Nel suo significato sociale, indica un cambiamento da una condizione a un’altra; dalla schiavitù, implicante una dipendenza totalitaria, quella egiziana, alla liberazione. 
Nel suo significato psicologico, indica un cambiamento di mentalità, del modo di pensare in rapporto a Dio, a se stessi, al prossimo e alla vita in generale.
Pasqua è dunque un “passare oltre”, o un “andare oltre” la visione che si ha di se stessi, del prossimo e della vita; liberarsi dai tabù, dagli handicap psicologici e protendersi verso una nuova vita.

Pasqua è, dunque, un risorgere a nuova vita.
Nel suo significato spirituale, indica un cambiamento religioso, un passaggio implicante un atto di adorazione rivolto a Dio.
Pasqua è trascendere se stesso e dare un senso alla vita, che si realizza ora per mezzo di Cristo risorto.
Tutti questi aspetti legati alla Pasqua li troviamo nel rito della Santa Cena – Cena del Signore, perché secondo l’Apostolo Paolo “la nostra Pasqua è Cristo” (1 Corinzi 5:7-8).

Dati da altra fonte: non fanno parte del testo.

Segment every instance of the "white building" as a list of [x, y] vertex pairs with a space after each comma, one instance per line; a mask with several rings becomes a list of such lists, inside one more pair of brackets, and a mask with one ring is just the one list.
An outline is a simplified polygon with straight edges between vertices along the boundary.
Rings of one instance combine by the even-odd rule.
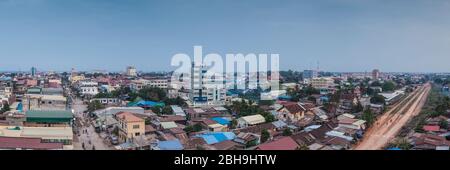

Nella medesima lettera l’Apostolo scrive che, celebrando la Santa Cena, il credente rievoca, da una parte, l’esperienza della Salvezza, cioè un richiamo a un fatto storico, salvifico, liberatorio e cruento con la morte di Cristo; dall’altra, volge lo sguardo verso il futuro: la beata speranza del ritorno di Gesù (Matteo 26:29). 

Paolo conclude il suo riassunto della Santa Cena con l’affermazione: “Perché ogni volta che voi mangiate questo pane e bevete di questo calice, voi annunziate la morte del Signore finché egli venga” (1 Corinzi 11:23-27).
La Santa Cena ci ricorda la gioia della comunione personale con Cristo che ci attende quando il Regno di Dio sarà pienamente stabilito; essa intensifica il nostro desiderio di vivere questa esperienza e risveglia anche il senso di dipendenza da Gesù, qui e ora.
Il simbolismo del servizio di Comunione fa pensare al fatto che dipendiamo da Cristo per la vita spirituale, così come dipendiamo dal cibo e dalla bevanda per quella fisica.
Mangiare e bere, durante la Santa Cena, ci rende vivamente coscienti di ciò e ci aiuta a comprendere l’importanza di un rapporto profondo e costante con Gesù.